The ultrasound should have been done at the hospital itself, but Amit Mishra, the owner of Bajranga Diagnostic Lab, where Uma finally went for the ultrasound, told Khabar Lahariya later that the district hospital did not have an ultrasound facility after 2 pm. “They send them all to private labs after 2 pm,” he said.
The ultrasound report marks the foetal heart rate as “absent”. After it was conducted, the radiologist told Shivdevi that the foetus was “serious”, and later told the friend accompanying her that the baby was dead. “When I heard that, panic set in,” said Shivdevi. “I stopped being able to hear or understand what people around me were saying.”

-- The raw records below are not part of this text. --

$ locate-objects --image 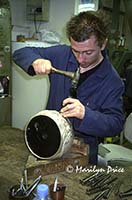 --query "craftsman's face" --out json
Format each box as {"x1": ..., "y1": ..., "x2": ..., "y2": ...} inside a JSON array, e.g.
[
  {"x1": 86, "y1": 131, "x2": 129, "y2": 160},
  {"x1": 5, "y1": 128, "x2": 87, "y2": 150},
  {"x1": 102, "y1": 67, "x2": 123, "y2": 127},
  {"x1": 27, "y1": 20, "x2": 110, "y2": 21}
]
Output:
[{"x1": 70, "y1": 36, "x2": 105, "y2": 68}]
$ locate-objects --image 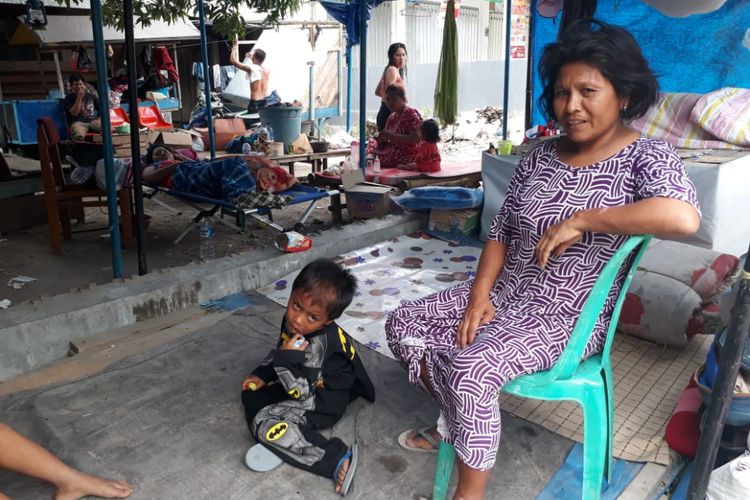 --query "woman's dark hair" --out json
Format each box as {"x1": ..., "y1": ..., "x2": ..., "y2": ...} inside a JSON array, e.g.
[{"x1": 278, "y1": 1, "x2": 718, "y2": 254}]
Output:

Shivdevi’s friend took charge at this point. Shivdevi recalled that the next few hours were a blur of doctors, hospitals and mounting anxiety. Among the several things they were advised to do that day, she clearly recalled one. “Someone told us that the child will come out on its own [and that we should] give it 72 hours,” she said.
When Dr Vipin Sachan, who was on duty at the emergency ward of the district hospital that day, saw the ultrasound, he referred Uma to the nearby women’s hospital.
A week later, he admitted that he knew Uma’s baby was dead after seeing the ultrasound. He attempted to explain why he had sent her away. “This was a clear case for the women’s hospital, and so we referred the patient there,” said Dr Sachan. “We cannot handle deliveries in the emergency ward, we are all men...We do not have any gynaecologists, so all delivery cases are dealt with by the women’s hospital, where there is 24-hour emergency care available for deliveries.”
At the women’s hospital, the holiday mood seemed even more pervasive, recalled Shivdevi. The sparse staff on duty – after seeing the ultrasound report – told Uma and her companions that the doctor had left for the day, and they should go elsewhere. “There is no facility to admit her here,” they said, according to Shivdevi.
No paper trail for this refusal to admit Uma exists, so when Khabar Lahariya met the Chief Medical Officer of Banda, Santosh Mishra, in the fourth week of January, he said that Uma could not have possibly been turned away by the women’s hospital. “Any case that could not be admitted would be referred to a higher-level hospital and the patient would be delivered there by ambulance,” he insisted. “That is the protocol.”
A slow recovery
But protocol was clearly not followed in Uma’s case. Two weeks after her ordeal, the young woman was mentally distressed, in physical pain, and also suffering from severe jaundice.
Her husband, on a tense leave of absence from his job at a construction site in Nangloi, Delhi, watched her rest in the courtyard of her mother’s home.
Shivdevi’s mind was on a small grave in the Banda cemetery. “I don’t even remember if it was a girl or a boy,” she said.